Sleep is precious on call. Yet sometimes it’s interrupted for the dumbest reasons: “Doctor, Mrs. Jones is constipated. Will you order some Milk of Magnesia?” This befuddles me in a number of ways. First of all, why would a patient wake up at 0200 and call the nurse because she’s constipated? And why is this something that the nurse believes needs to be addressed at this hour? I have so much appreciation for the job nurses do, but sometimes I wonder when I get calls like this.
A number of such calls were in store for me my last call night, ranging from the above to correcting electrolyte abnormalities. Another patient I went to see had lupus, rheumatoid arthritis, and major cellulitis with abscesses. The primary team had stopped the i.v. morphine and i.v. Dilaudid because the patient was over-sedated that day–she’d fallen asleep while eating! (Good move.) Her still-potent-yet-orally-taken Norco just wasn’t doing the trick controlling her pain. So after getting the story, reviewing the chart, and examining the patient, I said, “I’ll ask the nurse to bring you a little morphine.” I felt sorry for her with all these ailments, and I believed she was in pain.
“Actually, morphine doesn’t work for me, Doctor,” the patient replied. “That i.v. Dilaudid is much better. I need you to write for that. And besides, I would hate to have that morphine just go to waste, because it really does nothing for me.”
I paused. Something was amiss. The “drug-seeking” vibes had nearly knocked me off my feet. As I gathered my wits together again, I took control of the encounter. “Hmmm…I understand what you’re saying, but your primary team was concerned you were over-sedated today, and that Dilaudid is pretty strong stuff. I think morphine is a reasonable step up from Norco. We’ll go with that.” By commanding a “this is what we’re going to do” tone, I staved off any protests. No more calls from that patient that night!

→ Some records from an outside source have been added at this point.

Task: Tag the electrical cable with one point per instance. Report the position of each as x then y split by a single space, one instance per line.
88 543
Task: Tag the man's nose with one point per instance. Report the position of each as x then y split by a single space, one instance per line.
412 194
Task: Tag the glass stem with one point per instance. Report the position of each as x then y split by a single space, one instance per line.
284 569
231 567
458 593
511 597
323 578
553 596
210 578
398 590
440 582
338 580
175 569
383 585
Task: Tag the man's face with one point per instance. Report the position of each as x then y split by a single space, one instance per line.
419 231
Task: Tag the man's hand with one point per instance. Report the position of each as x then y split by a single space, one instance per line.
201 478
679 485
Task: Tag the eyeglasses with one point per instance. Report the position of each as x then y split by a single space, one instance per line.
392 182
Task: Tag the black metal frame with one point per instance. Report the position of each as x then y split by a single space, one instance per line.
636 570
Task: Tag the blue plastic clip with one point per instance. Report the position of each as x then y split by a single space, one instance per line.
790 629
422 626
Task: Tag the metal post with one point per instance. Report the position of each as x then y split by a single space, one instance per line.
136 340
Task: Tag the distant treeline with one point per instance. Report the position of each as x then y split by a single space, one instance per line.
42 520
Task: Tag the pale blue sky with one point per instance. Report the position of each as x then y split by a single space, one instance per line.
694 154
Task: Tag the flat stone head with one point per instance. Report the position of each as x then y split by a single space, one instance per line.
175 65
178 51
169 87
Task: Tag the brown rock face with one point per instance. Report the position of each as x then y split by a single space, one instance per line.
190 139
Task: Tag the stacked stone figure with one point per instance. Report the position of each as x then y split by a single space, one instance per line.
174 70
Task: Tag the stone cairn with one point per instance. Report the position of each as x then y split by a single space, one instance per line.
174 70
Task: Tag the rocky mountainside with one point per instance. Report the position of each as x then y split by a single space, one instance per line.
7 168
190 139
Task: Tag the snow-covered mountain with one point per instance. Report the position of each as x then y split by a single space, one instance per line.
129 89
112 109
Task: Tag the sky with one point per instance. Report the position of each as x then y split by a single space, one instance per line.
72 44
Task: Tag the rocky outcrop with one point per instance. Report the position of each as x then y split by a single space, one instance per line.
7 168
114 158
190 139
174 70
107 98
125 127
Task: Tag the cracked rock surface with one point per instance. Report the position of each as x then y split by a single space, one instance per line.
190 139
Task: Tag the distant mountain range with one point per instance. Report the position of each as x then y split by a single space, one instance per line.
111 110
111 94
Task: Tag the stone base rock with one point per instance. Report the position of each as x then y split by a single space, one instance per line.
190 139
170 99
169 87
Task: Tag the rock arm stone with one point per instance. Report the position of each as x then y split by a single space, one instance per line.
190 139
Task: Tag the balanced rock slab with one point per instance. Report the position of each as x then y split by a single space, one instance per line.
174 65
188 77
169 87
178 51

My final call of the night came at 0300 and with a definite Indian accent. “Doctor, we need your help. Patient has died. Can you please pronounce him?” I pulled on my scrub shirt, wrapped myself in my white coat, and with my eyes still bleary, made my way down to 3-west. “Which room?” I asked, stumbling by the nurse station. They pointed down the hall.
The hospital is quiet at night, but this night was stiller yet. Upon entering the chamber, I closed the door for privacy. The body lay motionless, the morphine infusion still pumping into the the pooling veins. “End-stage AIDS, on hospice care,” is what somebody had murmured as I passed the nurse station. I donned a gown and gloves and performed several objective tests to tell me that yes, this corpse really is dead. Around the time I got to the corneal reflex, I started to feel weirded out. Quickly I finished this patient’s last medical examination and scribbled a death note.
Maybe it was the quietness of the room interrupted only by the humming of the morphine pump, or maybe it was the speed with which I fell back to sleep, but the whole memory still has an eerie, dream-like quality to it. Unlike my last pronouncement, this one was totally isolated from any sense of suffering. I had seen no family, and my entire time with this patient was after he had died. This is what you get when you distill out the art of comforting and of walking with a patient though his final days and hours. This was plain science: Doctor and cadaver, scientist and object. A few straight-forward tests, a simple experiment. And then back to the call room for a couple more hours’ sleep.